Opinion

RIGHT MINDED: Opting out of QPIRG

I refuse to hand over a penny of my money to the Quebec Public Interest Research Group.

The McGill chapter of QPIRG collects a student fee of $3.75 per semester from all McGill undergraduate students. They use those funds to support working groups who advocate for “social and environmental justice.”

Thankfully, however, students can choose to opt-out of the QPIRG fee and receive a refund through Minerva, and a coalition of McGill groups is advocating that we do just that. This coalition includes Free the Children McGill, PLQ McGill (an arm of the Liberal Party), and Conservative McGill (full disclosure: I am a member of Conservative McGill), among others. It’s a testament to QPIRG’s radical politics that two of McGill’s major political societies are so strongly opposed to it.

I decided to lend my voice to the opt-out movement after taking a glance at some of the working groups approved by QPIRG’s Board of Directors. Some questionable organizations receive student funding.

The organization Tadamon! is a “Montreal-based collective which works in solidarity with struggles for self-determination, equality, and justice in the ‘Middle East'” and is a working group of QPIRG. They explicitly ally themselves with organizations that are “anti-capitalist” and oppose the use of the term “terrorism,” which they say marginalizes “targeted communities in Canada and engenders a climate of fear.” They oppose the “Apartheid” policies of Israel, comparing the conflict between the Palestinians and Israel to South African Apartheid, a parallel that is inappropriate at best. QPIRG itself is one of the sponsors of Israeli Apartheid Week, featuring events “educating” the public on Israel’s “apartheid system” and advocating for the “boycott, divestment, and sanctions” strategy of direct action against the Israeli nation.

Chaotic Insurrection Ensemble is an anarchist drumming group. They organize on anarchist principles, they support an anarchist philosophy, and QPIRG gives them your money to do it. I have no fondness for the politics of anarchy, or its supporters; I am proud to say I support a limited political authority, and I don’t want to fund a group that says such authority shouldn’t exist.

QPIRG also sponsors the Coalition Justice for Adil Charkaoui. The aspect of this organization that disturbs me most is the first of their goals: they demand the “immediate release” of all five Canadian security certificate detainees, a group that includes an alleged agent for the Vanguards of Conquest (a radical wing of Islamic Jihad), an alleged senior Al Qaeda operative, and two suspected members of the Bin Laden Network.

QPIRG claims to use student money to work towards “environmental and social justice,” but in practice they support a number of angry fringe organizations. They themselves were the publishers of “School Schmool” – the activist handbook that detailed easy ways to vandalize advertisements and happily celebrated the invention of the pipe bomb.

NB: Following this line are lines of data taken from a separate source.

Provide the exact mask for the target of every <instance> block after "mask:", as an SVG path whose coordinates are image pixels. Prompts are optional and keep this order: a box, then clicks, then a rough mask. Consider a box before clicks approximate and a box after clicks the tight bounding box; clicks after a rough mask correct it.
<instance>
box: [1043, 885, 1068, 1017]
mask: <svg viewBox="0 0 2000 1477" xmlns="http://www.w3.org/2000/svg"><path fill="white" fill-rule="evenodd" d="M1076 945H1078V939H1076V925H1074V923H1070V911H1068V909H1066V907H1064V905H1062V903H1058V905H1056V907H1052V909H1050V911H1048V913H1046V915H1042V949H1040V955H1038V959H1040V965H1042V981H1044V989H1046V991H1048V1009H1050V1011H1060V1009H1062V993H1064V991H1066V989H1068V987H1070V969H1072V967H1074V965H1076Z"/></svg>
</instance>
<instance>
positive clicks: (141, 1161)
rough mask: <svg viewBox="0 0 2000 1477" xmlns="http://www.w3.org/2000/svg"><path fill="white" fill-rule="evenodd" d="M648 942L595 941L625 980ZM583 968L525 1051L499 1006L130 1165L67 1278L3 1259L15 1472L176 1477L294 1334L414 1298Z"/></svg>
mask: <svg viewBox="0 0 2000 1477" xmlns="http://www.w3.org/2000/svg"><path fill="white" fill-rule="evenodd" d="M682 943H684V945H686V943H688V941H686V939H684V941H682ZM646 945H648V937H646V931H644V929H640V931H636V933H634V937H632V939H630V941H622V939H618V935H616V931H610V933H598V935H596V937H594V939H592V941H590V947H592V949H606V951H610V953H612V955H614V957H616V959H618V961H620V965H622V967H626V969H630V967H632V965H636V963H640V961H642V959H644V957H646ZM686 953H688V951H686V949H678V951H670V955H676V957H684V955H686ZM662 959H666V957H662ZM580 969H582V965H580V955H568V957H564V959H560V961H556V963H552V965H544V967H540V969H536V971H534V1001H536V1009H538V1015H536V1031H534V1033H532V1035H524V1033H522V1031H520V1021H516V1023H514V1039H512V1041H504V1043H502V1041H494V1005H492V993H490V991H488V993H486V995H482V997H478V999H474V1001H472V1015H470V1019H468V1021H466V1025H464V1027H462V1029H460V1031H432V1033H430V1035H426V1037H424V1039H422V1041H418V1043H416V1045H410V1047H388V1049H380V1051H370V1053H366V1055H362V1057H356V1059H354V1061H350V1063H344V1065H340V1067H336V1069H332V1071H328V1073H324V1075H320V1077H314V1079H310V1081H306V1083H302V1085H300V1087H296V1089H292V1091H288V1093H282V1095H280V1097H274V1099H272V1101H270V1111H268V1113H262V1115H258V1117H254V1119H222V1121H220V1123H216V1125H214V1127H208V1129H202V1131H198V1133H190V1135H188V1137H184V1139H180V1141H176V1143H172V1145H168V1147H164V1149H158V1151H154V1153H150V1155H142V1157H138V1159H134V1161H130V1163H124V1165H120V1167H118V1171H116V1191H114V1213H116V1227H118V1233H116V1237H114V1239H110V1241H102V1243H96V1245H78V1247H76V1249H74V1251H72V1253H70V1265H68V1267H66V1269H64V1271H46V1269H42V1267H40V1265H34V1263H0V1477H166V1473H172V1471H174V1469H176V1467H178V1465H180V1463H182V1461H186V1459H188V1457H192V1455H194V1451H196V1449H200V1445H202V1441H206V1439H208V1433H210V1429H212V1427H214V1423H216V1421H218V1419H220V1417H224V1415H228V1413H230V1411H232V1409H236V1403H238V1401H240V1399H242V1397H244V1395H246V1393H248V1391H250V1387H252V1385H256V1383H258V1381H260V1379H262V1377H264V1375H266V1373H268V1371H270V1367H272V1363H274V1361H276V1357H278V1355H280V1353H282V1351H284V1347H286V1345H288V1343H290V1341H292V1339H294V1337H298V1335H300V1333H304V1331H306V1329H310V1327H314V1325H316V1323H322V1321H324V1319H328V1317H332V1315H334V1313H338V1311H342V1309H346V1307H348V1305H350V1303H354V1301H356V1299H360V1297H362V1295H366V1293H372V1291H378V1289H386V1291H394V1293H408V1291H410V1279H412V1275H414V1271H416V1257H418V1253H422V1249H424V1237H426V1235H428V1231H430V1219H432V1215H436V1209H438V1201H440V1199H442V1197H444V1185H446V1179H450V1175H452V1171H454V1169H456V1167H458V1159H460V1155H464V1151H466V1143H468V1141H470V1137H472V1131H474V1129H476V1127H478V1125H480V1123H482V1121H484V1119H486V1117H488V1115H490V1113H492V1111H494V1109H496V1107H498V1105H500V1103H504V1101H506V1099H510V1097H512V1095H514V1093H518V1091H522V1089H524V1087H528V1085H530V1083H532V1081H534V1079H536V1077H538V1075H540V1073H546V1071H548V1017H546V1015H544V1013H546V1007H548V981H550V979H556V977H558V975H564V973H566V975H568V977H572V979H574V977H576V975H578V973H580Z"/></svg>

Controversial groups like Tadamon! should go directly to McGill students to raise funds. They could hold a bakesale, ask for donations, or submit a referendum question asking for student funds. As it is now, I have a problem with letting QPIRG use student fees to fund groups whose radical politics would make many students cringe.

Let me be clear: I have absolutely no opposition to people expressing their opinions and goals. Many of QPIRG’s working groups have admirable goals. Groups like Greening McGill and the Global AIDS Coalition are extremely worthy of student funding. But unfortunately, QPIRG also lets a small number of misguided lobby organizations dip into our pockets indirectly.

I don’t want my money to go to organizations that I disagree with. That’s why I opted out.

If an Anarchist drumming group approached you on the street and asked for your money, would you give it to them? If not, then you should opt-out of QPIRG until they stop supporting such unworthy groups. If the only way a group can get funding is through the backdoor of QPIRG, then they don’t deserve it in the first place.